Título IX: Aumento de Penas para Crimes de “Colarinho Branco”
O Título IX também é chamado de “Lei de Agravamento de Penas para Crimes de Colarinho Branco de 2002”. O aumento das sanções penais associadas a crimes de colarinho branco e conspirações são apresentados, juntamente com recomendações para sentenças estendidas. Esta seção também considera crime a falha na certificação de relatórios financeiros corporativos.

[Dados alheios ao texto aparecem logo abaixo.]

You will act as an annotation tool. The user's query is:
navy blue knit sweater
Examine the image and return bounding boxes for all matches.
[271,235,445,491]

- Seção 901. Título abreviado.
- Seção 902. Tentativas e conspiração para cometer crimes de fraude: Estabelece que “qualquer pessoa que tentar ou conspirar para cometer qualquer crime nos termos deste capítulo estará sujeita às mesmas sanções que as prescritas para o crime”.

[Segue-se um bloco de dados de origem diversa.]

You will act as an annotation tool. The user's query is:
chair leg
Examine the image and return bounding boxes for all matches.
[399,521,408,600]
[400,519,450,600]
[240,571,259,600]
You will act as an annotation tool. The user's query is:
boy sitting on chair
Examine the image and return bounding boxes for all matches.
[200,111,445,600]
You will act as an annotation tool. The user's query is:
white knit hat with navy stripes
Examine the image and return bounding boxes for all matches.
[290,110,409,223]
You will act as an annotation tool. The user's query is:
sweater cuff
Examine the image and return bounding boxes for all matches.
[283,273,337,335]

- Seção 903. Sanções penais para fraude postal e eletrônica
- Seção 904. Sanções penais por violações da Lei de Segurança da Renda de Aposentadoria de Funcionários de 1974
- Seção 905. Emenda às diretrizes de sentença relacionadas a certos crimes do colarinho branco
- Seção 906. Responsabilidade corporativa por relatórios financeiros: Também abrange sanções penais, incluindo multas e prisão, para funcionários que apresentem relatórios falsos ou enganosos em violação da Lei. Os indivíduos que podem ser responsabilizados incluem contratados, funcionários, agentes e executivos.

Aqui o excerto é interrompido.